正義と裁きの神の提案
円卓の上にふわふわと浮かぶ男性に、真っ先に反応したのはサフィーナだった。すぐに跪き、絶対的な上位者──神への礼を取る。サフィーナの動きを見て、呆気に取られていたモサーネドら側近も三師も慌てて神に対する礼を取った。
「ああ、堅苦しいことは抜きでよい。我は『正義と裁きの神』アダーラである」
壮年の男性は自ら名乗り、サフィーナたちに立ち上がるように言う。
元々アクバラー王国は多神教国家だ。主神とされるのは『始まりの神ビダーヤ』だが、王家に加護を与えていたのは今ではすっかり駄女神扱いの『護国の女神ディファー』である。その二柱以外にも多くの神が在り、アダーラはあまり主要ではない神と認知されていた。
「新たな国造りをしておるようだったのでな、興味深く見ておったのだ。しかも何やら面白そうな法を作ろうとしておる様子。法は我の司るものの一つゆえ、我が手を貸してやっても良いぞ」
その一般認知度の低い神が現れ、有難いはずの提案をしてくる。しかし、サフィーナたちは今はまだアクバラー王国の民だ。そう、駄女神ディファーによって苦労させられたアクバラーの民なのだ。神に対して不敬だろうが無礼だろうが、『神』というものへの信用度は低い。

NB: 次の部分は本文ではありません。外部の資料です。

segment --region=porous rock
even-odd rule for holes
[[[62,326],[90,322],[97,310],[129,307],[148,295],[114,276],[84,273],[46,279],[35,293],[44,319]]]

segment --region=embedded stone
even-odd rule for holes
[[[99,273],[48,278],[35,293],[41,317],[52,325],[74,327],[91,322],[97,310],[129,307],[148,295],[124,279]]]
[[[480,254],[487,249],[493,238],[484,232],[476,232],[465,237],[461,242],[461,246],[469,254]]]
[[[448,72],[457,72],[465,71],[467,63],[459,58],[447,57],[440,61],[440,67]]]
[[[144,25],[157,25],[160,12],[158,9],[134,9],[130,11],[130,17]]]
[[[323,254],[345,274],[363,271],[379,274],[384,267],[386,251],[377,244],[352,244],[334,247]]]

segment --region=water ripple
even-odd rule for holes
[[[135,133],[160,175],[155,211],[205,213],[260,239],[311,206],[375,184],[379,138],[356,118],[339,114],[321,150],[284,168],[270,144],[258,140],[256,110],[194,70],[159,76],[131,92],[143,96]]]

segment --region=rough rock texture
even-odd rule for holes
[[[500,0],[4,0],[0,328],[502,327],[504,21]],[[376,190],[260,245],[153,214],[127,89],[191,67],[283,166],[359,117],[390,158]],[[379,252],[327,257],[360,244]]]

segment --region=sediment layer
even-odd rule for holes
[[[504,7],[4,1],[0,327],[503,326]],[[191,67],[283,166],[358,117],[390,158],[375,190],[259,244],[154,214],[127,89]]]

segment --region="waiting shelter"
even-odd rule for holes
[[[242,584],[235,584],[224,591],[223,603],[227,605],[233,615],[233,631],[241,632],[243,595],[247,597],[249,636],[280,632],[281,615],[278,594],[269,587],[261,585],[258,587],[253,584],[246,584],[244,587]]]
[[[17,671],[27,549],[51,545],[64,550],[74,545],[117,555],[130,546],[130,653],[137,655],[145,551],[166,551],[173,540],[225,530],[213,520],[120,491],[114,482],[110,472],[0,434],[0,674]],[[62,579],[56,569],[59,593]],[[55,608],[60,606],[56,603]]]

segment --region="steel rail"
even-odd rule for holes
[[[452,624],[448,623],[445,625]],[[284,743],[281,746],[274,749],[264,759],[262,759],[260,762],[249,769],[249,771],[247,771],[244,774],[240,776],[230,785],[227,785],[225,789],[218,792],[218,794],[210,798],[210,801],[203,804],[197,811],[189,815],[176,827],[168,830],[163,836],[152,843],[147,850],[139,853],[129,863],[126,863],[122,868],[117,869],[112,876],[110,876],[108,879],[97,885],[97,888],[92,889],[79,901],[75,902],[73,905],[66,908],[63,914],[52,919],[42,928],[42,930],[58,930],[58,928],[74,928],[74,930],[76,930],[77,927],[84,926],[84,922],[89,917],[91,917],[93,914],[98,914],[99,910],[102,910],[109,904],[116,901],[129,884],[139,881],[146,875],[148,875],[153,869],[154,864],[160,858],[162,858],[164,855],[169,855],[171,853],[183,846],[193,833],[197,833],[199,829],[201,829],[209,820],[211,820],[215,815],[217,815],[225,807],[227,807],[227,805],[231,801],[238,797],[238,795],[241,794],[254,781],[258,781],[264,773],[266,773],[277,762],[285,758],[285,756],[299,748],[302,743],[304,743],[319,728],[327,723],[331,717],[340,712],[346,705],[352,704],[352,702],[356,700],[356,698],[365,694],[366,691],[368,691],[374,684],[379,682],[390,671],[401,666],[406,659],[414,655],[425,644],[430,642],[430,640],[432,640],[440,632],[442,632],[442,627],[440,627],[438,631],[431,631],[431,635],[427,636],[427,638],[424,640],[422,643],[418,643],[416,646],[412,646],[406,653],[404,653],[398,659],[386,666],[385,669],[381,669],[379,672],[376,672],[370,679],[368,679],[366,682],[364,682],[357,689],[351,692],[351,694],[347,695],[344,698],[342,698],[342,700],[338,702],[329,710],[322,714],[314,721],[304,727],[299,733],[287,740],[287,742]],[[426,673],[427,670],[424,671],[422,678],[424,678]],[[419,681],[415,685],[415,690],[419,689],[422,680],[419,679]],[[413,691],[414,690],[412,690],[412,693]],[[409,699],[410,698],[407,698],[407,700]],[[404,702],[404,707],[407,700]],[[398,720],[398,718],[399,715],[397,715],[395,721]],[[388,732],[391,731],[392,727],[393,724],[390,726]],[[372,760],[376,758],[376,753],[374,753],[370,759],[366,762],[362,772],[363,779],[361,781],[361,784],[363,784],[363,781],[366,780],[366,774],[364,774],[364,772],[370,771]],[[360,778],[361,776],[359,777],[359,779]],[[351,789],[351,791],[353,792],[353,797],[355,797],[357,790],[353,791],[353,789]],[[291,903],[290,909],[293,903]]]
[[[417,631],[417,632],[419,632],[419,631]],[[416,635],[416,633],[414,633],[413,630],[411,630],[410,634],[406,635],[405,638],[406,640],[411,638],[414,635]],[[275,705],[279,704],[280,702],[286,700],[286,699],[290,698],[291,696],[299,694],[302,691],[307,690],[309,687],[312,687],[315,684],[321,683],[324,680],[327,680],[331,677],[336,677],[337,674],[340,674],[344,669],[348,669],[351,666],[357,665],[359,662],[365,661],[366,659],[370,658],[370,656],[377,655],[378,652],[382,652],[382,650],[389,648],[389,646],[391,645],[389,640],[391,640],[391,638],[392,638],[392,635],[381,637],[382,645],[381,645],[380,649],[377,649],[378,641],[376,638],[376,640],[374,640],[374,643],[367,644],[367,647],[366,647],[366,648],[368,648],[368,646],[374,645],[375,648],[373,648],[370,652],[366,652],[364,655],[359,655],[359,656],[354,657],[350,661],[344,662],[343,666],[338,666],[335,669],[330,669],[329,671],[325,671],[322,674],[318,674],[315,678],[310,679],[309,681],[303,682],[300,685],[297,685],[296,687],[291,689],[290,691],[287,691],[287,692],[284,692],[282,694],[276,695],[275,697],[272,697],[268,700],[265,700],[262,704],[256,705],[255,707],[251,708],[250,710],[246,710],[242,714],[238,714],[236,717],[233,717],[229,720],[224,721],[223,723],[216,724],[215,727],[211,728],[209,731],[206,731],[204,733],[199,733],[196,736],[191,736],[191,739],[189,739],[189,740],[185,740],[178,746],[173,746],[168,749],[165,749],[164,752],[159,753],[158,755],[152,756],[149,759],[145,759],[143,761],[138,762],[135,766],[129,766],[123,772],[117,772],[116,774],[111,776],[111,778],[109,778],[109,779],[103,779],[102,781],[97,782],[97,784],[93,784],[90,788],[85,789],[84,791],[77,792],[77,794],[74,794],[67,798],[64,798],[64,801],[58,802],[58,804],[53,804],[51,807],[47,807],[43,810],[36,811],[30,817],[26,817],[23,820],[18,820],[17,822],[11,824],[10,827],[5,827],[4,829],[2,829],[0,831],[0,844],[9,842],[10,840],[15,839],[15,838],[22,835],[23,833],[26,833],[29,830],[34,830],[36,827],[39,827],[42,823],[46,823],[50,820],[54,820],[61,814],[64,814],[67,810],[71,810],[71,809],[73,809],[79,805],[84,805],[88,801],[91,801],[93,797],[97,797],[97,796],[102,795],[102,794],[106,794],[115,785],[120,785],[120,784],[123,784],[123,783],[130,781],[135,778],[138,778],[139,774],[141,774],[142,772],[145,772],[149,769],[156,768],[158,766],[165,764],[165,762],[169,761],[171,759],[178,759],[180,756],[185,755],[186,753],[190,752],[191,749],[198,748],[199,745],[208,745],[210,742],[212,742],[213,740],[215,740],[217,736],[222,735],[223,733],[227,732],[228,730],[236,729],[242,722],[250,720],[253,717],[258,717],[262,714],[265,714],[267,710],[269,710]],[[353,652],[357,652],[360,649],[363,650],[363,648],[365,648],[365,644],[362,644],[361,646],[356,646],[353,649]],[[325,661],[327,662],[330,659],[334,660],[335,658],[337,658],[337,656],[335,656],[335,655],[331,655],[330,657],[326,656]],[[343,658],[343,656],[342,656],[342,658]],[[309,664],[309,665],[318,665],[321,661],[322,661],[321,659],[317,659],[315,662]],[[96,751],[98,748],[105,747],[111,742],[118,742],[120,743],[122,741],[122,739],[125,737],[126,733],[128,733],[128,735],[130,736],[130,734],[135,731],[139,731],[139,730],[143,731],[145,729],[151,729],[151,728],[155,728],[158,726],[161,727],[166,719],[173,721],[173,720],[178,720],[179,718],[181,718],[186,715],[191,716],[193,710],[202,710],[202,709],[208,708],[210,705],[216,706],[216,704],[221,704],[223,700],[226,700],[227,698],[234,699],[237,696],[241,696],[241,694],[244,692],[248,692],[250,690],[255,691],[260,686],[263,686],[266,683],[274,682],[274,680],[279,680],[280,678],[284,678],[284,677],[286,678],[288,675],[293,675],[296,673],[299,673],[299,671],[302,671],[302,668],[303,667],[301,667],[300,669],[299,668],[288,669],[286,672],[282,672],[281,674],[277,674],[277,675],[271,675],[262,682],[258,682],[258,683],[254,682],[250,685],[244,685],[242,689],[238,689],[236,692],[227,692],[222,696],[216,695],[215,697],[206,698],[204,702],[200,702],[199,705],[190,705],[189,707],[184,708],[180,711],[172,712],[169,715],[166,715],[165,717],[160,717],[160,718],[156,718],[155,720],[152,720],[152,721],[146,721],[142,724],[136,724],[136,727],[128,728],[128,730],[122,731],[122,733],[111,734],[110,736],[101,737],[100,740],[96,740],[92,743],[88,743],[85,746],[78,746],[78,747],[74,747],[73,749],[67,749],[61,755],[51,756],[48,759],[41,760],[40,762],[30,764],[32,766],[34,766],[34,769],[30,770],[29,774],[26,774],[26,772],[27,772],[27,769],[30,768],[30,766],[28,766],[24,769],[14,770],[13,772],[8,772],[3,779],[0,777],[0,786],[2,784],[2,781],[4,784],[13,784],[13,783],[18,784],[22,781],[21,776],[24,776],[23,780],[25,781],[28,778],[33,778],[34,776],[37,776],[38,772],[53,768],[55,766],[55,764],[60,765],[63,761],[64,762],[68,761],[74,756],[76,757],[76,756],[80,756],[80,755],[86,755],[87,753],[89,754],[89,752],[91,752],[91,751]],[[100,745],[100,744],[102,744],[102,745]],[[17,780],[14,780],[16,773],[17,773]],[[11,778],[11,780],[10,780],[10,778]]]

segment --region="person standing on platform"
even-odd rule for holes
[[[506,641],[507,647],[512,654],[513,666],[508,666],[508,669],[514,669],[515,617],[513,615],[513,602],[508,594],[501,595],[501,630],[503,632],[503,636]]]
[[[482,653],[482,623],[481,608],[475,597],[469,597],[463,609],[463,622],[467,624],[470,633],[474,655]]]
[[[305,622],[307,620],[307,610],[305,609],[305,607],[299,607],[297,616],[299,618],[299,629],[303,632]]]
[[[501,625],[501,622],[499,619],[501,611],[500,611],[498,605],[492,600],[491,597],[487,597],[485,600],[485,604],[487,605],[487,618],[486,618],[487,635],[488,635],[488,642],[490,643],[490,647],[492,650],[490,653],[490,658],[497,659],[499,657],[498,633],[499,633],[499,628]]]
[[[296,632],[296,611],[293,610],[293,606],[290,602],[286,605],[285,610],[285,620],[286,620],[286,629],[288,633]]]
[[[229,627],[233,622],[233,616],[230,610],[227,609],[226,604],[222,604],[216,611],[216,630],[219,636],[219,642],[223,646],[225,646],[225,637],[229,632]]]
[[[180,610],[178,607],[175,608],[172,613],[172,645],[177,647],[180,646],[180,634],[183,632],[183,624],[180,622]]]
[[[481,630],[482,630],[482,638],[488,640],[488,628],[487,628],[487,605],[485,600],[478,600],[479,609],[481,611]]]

「畏れながらアダーラ神、手を貸すとはどのように。祝福ならば必要はございません」
サフィーナは神に対してきっぱりと告げる。何しろ駄女神の祝福という名の呪いのせいで苦労させられたアクバラーの民なので。
「ハハハ。ディファーのせいで信用がないな。まぁ、我もそれは承知しておる。だからな、そなたらは祝福だの加護だのは信用せぬだろうから、取引をしようではないか」
神々の間でもディファーの祝福は『あれはない。王家に対してあれはない。呪いをかけてどうする』と問題になっていた。そして、ディファーのせいでこの大陸で従来の神々に対する信用が落ちていることも感じ取っていた。他大陸から唯一の神とやらを奉ずる宗教の宣教師がやってきたこともあり、神々もちょっとばかり危機感を抱いていたのだ。
そこに新たな国が作られるという。ならば、その国に対して神の威を示すことで権威の回復も叶うのではないか。そんな思惑もあって神々は新たな国の建国をじっと見守っていた。取引を持ち掛ける機会を狙って。神々だって生き残りに必死なのだ。信仰がなければ力が弱まるのだから。特にアダーラのように自然現象の神ではないものは人の信仰によってそれが顕著に表れる。
「監督局とやらの公正性と清廉さの裏付けとなるものがほしいのであろう? 細かい内容は後から決めるとして、我に誓約をすればよい。誓約に反すれば即座に神罰が落ちるとなれば、公正性と清廉さの証となろう」
神との誓約ほど公平性の証となるものはないだろう。そうサフィーナたちは納得する。しかも神罰が落ちるとなれば、職員の覚悟を問い、職員の質の選別にも役に立つ。では、どういう誓約にすればよいのかと考え始めたサフィーナはハタと気付く。アダーラは取引だと言った。アダーラが差し出すものは誓約と神罰による監督局の公正性と清廉さの証明。では、アダーラが求めるものは何だ。それはかの神の差し出すものとの釣り合いは取れるものなのか。
「なるほど、確かにそれは有難く存じます。では、アダーラ神はそれと引き換えに何を求められますか?」
まさか神と交渉することになるとは夢にも思わなかったサフィーナは緊張を押し隠してアダーラに問いかける。ここで自分が嘗められたら新王国は神々に取るに足らぬモノとして侮られてしまう。そうすれば、駄女神に翻弄されたアクバラー王国の二の舞になりかねない。
「うむ。新たな王国、カヌーン魔導王国と申したか、我をその主神に据えよ」
アダーラは最大級に強気に出てそう告げた。一国の主神に祀られれば、神格はぐんと上がる。国の主祭神となることは最高のステイタスなのだ。
商業と交渉の神(ついでに駆け引きと詐欺の神でもある)に言われたのだ。目的を達するには、交渉の最初は到底叶えられないであろう条件を提示する。それを相手が渋ったところで本来の条件を示せば、最初に断った相手は断ったことへの申し訳なさや負い目から、緩和された条件を受け入れやすいのだそうだ。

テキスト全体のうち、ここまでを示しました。